Source: Gmat Hacks 1800


I am discussing direct and inverse variation on my blog nowadays.
http://www.veritasprep.com/blog/2013/01 ... -directly/
http://www.veritasprep.com/blog/2013/02 ... inversely/

Next post will discuss a similar question using both. I have tried to show every step here to avoid confusion but on the blog, I am going to be more direct.
By the way, the question is not very GMAT-like.

\(x = ky^2\) (x is directly proportional to y^2. k is any constant)
\(xz = k\) (I am assuming that indirectly is actually inversely proportional)

Both together, \(\frac{xz}{y^2} = k\) (Assume z to be constant, you get x is directly proportional to y^2. Assume y to be constant, you get x is inversely proportional to z)

\(\frac{x_1*z_1}{(y_1)^2} = \frac{x_2*z_2}{(y_2)^2}\)
Given that \(z_2 = (\frac{1}{2})z_1\) and that \(x_1\)should be equal to \(x_2\).
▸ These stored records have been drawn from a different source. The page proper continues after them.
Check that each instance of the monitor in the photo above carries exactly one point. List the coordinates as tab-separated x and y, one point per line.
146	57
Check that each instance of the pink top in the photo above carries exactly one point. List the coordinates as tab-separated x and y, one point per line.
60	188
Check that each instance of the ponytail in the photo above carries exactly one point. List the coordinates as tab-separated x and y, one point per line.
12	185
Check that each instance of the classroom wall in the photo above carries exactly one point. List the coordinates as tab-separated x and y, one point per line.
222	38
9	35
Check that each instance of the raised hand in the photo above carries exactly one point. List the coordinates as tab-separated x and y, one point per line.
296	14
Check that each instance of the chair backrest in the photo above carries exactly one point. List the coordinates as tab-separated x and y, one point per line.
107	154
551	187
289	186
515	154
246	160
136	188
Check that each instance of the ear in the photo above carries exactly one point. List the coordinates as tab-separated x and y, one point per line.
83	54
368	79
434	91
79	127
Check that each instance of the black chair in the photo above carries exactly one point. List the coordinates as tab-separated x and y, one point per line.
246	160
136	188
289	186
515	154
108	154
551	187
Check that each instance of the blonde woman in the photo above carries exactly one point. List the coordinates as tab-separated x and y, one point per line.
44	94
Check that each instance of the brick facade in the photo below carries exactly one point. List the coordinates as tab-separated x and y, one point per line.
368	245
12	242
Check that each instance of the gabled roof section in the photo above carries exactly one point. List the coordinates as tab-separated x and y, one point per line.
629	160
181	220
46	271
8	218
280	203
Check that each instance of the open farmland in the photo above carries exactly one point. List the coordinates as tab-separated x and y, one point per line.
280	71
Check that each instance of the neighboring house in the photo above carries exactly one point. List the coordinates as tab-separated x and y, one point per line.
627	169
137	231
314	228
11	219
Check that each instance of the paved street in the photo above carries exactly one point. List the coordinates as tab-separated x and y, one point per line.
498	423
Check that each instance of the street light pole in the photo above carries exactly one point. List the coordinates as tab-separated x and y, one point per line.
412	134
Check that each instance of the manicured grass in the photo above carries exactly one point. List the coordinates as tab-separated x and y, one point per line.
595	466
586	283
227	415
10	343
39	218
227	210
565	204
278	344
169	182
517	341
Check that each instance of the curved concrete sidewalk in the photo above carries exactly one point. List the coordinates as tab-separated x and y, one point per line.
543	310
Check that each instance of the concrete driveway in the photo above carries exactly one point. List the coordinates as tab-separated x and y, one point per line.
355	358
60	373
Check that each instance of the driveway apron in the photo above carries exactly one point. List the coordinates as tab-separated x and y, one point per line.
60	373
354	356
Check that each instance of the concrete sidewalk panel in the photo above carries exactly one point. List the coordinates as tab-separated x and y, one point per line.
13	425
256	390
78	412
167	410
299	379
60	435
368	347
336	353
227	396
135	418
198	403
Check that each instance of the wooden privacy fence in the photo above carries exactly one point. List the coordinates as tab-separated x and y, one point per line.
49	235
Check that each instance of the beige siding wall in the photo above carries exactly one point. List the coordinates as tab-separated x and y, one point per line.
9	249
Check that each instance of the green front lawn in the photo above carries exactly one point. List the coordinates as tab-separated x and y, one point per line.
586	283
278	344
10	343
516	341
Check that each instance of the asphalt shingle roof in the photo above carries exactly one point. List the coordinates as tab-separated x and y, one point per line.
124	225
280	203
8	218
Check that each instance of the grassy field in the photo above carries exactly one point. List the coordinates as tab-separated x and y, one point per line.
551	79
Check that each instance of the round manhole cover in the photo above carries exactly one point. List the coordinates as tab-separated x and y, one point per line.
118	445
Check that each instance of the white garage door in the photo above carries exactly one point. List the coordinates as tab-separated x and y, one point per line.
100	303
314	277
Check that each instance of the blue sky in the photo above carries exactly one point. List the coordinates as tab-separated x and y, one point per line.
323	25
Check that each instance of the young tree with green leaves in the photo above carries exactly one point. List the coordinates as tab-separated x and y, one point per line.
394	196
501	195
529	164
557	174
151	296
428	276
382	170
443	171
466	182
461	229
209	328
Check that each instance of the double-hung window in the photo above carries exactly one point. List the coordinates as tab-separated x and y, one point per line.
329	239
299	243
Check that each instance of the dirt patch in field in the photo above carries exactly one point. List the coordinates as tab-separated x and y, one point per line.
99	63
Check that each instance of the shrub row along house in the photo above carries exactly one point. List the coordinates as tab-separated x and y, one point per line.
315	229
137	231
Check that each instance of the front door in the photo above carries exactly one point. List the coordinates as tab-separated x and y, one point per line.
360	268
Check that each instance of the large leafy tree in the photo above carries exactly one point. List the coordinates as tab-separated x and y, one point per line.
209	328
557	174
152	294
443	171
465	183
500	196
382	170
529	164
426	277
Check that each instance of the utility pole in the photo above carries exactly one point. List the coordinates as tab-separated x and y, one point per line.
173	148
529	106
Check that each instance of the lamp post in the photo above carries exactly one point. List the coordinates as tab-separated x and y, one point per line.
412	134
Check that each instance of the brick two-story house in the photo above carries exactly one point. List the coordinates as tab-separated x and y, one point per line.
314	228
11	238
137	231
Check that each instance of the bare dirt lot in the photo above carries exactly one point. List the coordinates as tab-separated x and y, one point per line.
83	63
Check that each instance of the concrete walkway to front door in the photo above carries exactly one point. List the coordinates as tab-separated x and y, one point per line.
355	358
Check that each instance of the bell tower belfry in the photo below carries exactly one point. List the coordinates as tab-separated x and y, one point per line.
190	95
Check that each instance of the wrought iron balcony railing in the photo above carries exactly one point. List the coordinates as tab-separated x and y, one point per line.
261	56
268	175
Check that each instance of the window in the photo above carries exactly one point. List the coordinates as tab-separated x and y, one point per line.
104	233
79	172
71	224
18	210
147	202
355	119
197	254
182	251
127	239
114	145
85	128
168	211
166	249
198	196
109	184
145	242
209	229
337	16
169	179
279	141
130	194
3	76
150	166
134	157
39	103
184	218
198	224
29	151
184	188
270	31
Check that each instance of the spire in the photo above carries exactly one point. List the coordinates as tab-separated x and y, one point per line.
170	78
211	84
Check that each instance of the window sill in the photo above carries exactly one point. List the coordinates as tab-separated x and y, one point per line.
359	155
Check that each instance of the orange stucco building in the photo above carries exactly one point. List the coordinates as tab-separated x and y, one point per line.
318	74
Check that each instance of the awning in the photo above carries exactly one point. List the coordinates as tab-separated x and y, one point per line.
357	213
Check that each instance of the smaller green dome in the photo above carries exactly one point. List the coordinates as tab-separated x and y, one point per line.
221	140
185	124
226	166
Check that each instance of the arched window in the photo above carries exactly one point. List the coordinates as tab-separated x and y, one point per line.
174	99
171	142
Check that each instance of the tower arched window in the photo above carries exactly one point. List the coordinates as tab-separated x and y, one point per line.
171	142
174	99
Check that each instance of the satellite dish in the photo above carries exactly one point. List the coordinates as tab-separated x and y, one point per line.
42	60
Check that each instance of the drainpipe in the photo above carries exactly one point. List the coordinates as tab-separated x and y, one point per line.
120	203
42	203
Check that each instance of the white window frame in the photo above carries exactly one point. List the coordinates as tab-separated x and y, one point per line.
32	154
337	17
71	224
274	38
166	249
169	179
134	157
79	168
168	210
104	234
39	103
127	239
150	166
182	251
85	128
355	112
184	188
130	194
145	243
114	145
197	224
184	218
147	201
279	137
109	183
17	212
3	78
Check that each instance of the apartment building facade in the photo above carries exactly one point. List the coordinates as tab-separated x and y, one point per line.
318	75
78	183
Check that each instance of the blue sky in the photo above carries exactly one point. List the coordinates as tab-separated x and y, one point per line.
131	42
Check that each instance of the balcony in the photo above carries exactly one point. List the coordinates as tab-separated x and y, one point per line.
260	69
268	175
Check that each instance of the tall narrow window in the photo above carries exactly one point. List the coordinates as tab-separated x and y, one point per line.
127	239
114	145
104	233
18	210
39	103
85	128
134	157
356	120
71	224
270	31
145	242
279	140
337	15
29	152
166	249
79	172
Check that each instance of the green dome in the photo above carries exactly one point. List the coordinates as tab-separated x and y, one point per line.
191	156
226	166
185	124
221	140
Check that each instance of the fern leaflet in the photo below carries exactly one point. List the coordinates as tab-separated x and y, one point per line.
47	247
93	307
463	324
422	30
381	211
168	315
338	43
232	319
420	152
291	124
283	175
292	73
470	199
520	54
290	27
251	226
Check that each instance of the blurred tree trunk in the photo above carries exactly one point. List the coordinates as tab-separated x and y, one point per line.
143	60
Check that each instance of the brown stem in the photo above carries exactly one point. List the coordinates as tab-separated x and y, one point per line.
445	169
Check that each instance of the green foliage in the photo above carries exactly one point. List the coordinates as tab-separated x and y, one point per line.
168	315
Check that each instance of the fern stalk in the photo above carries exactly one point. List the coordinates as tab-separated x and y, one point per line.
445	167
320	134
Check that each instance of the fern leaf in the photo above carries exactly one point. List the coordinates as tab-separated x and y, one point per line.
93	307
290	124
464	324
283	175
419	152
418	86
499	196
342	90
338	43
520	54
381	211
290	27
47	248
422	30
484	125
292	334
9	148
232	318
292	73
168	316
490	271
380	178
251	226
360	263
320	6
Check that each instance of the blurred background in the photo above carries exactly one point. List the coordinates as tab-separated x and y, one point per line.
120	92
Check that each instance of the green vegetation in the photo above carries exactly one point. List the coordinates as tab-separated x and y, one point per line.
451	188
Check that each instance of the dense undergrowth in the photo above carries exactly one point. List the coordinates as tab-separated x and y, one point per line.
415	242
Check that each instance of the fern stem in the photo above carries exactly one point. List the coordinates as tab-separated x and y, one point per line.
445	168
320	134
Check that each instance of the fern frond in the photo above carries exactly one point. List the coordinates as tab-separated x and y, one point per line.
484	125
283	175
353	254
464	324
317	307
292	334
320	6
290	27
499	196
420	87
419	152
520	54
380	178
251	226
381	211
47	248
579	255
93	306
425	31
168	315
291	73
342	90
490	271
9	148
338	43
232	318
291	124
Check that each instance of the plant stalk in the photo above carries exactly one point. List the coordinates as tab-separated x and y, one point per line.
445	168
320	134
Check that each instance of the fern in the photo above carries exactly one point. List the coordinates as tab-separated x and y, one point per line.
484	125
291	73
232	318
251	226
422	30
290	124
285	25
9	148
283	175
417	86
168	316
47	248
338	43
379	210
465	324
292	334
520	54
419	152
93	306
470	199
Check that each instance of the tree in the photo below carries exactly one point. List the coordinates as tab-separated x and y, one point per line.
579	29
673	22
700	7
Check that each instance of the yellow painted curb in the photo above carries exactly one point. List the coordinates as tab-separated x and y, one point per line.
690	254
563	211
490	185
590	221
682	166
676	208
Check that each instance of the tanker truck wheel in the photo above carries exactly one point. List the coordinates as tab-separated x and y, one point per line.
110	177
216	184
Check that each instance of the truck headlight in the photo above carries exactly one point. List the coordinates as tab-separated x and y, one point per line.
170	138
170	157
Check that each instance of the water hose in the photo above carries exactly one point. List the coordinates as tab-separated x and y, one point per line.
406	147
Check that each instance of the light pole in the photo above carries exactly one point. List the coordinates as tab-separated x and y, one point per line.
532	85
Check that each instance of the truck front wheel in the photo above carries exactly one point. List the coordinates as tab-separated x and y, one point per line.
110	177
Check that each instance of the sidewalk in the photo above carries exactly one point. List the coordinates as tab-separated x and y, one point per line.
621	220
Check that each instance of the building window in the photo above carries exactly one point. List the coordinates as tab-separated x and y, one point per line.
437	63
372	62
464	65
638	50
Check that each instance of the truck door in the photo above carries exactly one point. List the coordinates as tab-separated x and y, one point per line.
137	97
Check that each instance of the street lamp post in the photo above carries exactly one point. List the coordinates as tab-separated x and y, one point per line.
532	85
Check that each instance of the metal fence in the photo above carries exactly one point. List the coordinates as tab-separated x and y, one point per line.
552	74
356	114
What is the relation between \(y_1\) and \(y_2\)?

\(\frac{x_1*z_1}{(y_1)^2} = \frac{x_1*(1/2)z_1}{(y_2)^2}\)
\((y_2)^2 = \frac{(y_1)^2}{2}\)
\(y_2 = \frac{y_1}{\sqrt{2}}\)

\(y_2 = \frac{y_1*\sqrt{2}}{2}\)
\(y_2 = 0.7*y_1\)

(A decrease of 30%)

Answer (D)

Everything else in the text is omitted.